The drug has a wide spectrum of antimicrobial action against gram-positive microorganisms (Enterococcus spp., Listeria monocytogenes, Staphylococcus spp. (including Staphylococcus aureus), Streptococcus spp.), gram-negative microorganisms (Campylobacter spp., Enterobacter spp., Escherichia coli, Haemophilus spp. ., Klebsiella spp., Pasteurella spp., Proteus spp., Pseudomonas spp., Salmonella spp.), anaerobic microorganisms (Clostridium perfringens, Fusobacterium necrophorum), as well as Bordetella spp., Chlamydia spp., Mycobacterium spp., Mycoplasma spp., Ricketsia spp. 

After long-term use of the drug, microorganisms do not develop resistance to it. The drug is effective against pathogens resistant to tetracyclines, aminoglycosides, macrolides, amphenicols, sulfonamides and trimethoprim.

The mechanism of action is associated with blockade of DNA gyrase (topoisomerase II) and topoisomerase IV, disruption of supercoiling and cross-linking of deoxyribonucleic acid breaks, inhibition of deoxyribonucleic acid synthesis, profound metabolic changes in the cytoplasm, cell wall and membranes.

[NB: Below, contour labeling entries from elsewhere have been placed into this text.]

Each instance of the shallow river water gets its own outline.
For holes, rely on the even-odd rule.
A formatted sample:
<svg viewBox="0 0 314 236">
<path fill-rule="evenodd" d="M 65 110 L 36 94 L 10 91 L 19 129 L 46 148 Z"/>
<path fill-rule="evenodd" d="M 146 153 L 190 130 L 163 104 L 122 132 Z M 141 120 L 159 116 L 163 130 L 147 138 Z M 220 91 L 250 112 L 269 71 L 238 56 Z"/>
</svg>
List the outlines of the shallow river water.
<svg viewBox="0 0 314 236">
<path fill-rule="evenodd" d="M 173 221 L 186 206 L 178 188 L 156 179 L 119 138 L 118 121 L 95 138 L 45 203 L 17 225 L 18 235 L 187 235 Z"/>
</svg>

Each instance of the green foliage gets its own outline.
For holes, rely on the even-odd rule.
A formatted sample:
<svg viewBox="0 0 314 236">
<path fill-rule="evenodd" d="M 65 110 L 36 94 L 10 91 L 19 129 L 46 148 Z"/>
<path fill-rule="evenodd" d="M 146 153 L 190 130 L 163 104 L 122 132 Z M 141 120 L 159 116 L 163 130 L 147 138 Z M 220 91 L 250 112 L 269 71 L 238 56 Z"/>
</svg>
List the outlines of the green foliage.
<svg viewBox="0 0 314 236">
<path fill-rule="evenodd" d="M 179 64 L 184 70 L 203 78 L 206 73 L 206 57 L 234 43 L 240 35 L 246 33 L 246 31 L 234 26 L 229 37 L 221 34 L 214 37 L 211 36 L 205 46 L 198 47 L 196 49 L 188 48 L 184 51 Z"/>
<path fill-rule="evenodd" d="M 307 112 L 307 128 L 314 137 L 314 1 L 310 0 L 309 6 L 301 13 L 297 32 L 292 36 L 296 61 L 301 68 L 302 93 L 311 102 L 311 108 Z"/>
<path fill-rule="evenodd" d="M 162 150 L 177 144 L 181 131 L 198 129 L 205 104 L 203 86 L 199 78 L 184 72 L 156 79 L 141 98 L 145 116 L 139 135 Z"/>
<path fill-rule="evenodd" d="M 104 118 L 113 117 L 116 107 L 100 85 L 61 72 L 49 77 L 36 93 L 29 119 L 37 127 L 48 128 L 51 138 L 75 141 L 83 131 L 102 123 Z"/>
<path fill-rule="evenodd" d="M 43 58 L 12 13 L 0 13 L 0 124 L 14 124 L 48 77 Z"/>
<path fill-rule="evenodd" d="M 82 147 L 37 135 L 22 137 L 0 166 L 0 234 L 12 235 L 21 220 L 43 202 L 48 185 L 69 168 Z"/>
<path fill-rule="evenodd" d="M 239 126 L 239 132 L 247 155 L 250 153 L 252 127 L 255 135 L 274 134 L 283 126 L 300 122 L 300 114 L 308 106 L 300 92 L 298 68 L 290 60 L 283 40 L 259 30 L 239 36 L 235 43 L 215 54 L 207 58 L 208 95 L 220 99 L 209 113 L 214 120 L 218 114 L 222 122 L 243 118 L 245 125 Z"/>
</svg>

When administered orally, the drug is well and quickly absorbed from the gastrointestinal tract and, entering the blood, penetrates all organs and tissues of the body. Feed intake has little effect on the speed and completeness of absorption. The bioavailability of levofloxacin after oral administration is 99%, the concentration in the blood serum reaches a maximum 2 hours after administration, the half-life is about 7 hours.  Levofloxacin penetrates well into organs and tissues: lungs, bronchial mucosa, sputum, genitourinary organs, polymorphonuclear leukocytes, alveolar macrophages. It is excreted from the body primarily by the kidneys by glomerular filtration or tubular secretion. After oral administration, it is mainly excreted unchanged in urine within 48 hours. If liver and kidney function are impaired, the elimination period may be increased.